Scripture: 1st Reading: Zech2,1-5,10-11; Resp. Psalm: Jeremiah31,10-13; Gosp. Accl.: 2Tim1,10; Gospel: Lk9,43-45
One of the most exciting message any one can wish to hear is to be told that the negative reversals of the past would revisited and that one would be restored to to what one used to be. Anyone who has experienced any setback in life understands the sentiments of joy and well-being experienced at the announcement of such tidings. This is to be expected because each of us wants revival, renewal, restoration and wholeness. As it is with us, so it was with Israel.
The prophecy of Zechariah in today's First Reading is best understood within this same mindset. Jerusalem will be restored again to the former glory it had before the calamities of the exile. It will become a prosperous city once again that it will attract inhabitants to its walls. It will swell with cattle, the signs of prosperity in ancient times. It shall be inhabited as villages without walls. Yahweh will not be far from His city because He will be to her "a wall of fire round about" and "the glory within her."

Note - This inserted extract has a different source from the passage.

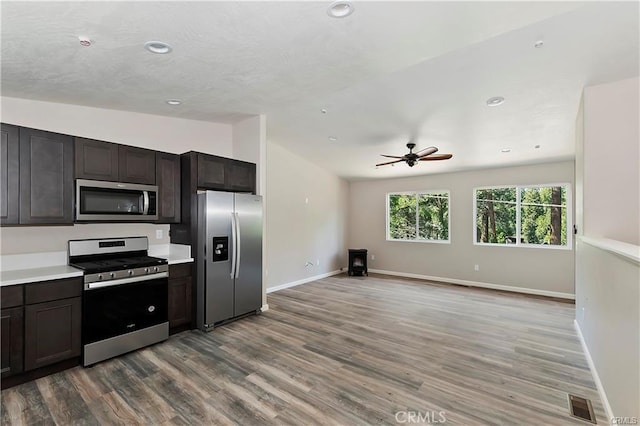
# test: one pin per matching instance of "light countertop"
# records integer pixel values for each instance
(31, 275)
(54, 270)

The restored glory of Jerusalem shall attract nations to her. These shall join themselves to the Lord and shall become His people. These were prophecies that had both immediate and futuristic consequences for the people. In fidelity to His word, Yahweh restored His city and His people back to their land. But in a way, this was a prophetic pronouncement for the future when through the One that Yahweh would send, all the nations of the earth would come to become God's people. Through Him, God will dwell in the midst of His people.
In the gospel today, our Lord made it very clear how He would achieve that: it would be through his deliverance into the hands of men. In other words, the restoration of humanity and the end of hostility between God and His people would be achieved when the Son of God voluntarily gave Himself up at the time of His passion and death, for the salvation of men. Through that singular, unrepeatable event, the restoration of estranged humanity would be achieved.
This is the good news that God has for us today. This is the good news St. Jerome committed his entire life to propagate with his immense talents and passionate love. Jerome dedicated his life to the word of God, translated the Bible from the original Hebrew and Greek into Latin and wrote copious commentaries on the revealed word of God. May he intercede for us so that our love for the word may continue to grow.
Let us pray: "O God, who gave the Priest Saint Jerome a living and tender love for Sacred Scripture, grant that your people may be ever more fruitfully nourished by your word and find in it the fount of life." Amen.
May the Living Word of God find a true dwelling place within our hearts and souls today and always.